Il patrimonio artistico di un Paese è la testimonianza del suo passato, l’immagine del suo popolo. La cultura è l’unico bene che, diviso fra tutti, anziché diminuire, può solo divenire più grande.
Probabilmente a questo pensò un’illuminata donna del settecento fiorentino, Maria Luisa dei Medici, l’Elettrice Palatina, quando sottoscrisse il Patto di Famiglia. Con esso dispose che tutto il patrimonio artistico mediceo fosse esclusivamente di Firenze e dei suoi cittadini.
Ci sono stati, sempre in Firenze, altri importanti lasciti artistici a beneficio pubblico. Uno fu del grande collezionista Stefano Bardini all’inizio del Novecento, un altro di Rodolfo Siviero sul finire del secolo.

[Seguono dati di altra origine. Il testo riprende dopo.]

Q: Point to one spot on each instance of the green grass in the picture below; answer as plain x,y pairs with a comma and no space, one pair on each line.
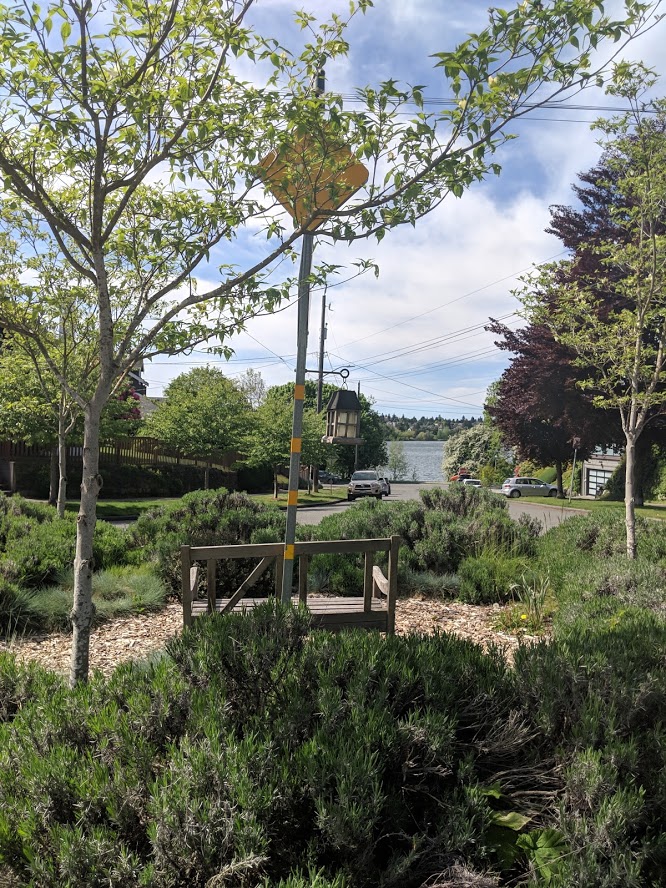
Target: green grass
117,592
133,508
651,510
325,495
123,508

Il patrimonio artistico dell’umanità ha bisogno di continuo e costante impegno per essere protetto e tramandato.
Con l’arrivo del nuovo anno, Eike Schmidt, direttore degli Uffizi, ha pubblicato un appello per la restituzione di un quadro trafugato dai nazisti durante la Seconda Guerra Mondiale, di proprietà del Museo fiorentino.
Si tratta del Vaso di Fiori, una natura morta del pittore olandese Jan Van Huysum. Sembra che il governo di Angela Merkel si stia adoperando fattivamente per il buon esito dell’operazione
Un passato di spoliazioni
Il nostro passato ha assistito a spoliazioni di opere d’arte da parte di Napoleone ai primi dell’Ottocento e dei nazisti durante la seconda guerra mondiale, quando furono sistematicamente attuati trasferimenti forzati di capolavori di inestimabile valore.
Le SS in Italia avevano infatti l’incarico di convogliare su Berlino le opere dei secoli d’oro della pittura italiana, per creare una inestimabile pinacoteca.
Questo massiccio saccheggio avvenne a partire dal 1943. Guidava l’impresa il colonnello delle SS, professore, archeologo, esperto d’arte italiana, dirigente del Kunstschutz, Alexander Langsdorff.
Egli, con la complicità di alcuni gerarchi fascisti, consentì anche ad appartenenti a SA, SS e partito nazionalsocialista di impossessarsi di opere non alienabili in quanto di proprietà dello Stato italiano. Firenze fu terreno di caccia per eccellenza di quell’azione predatoria.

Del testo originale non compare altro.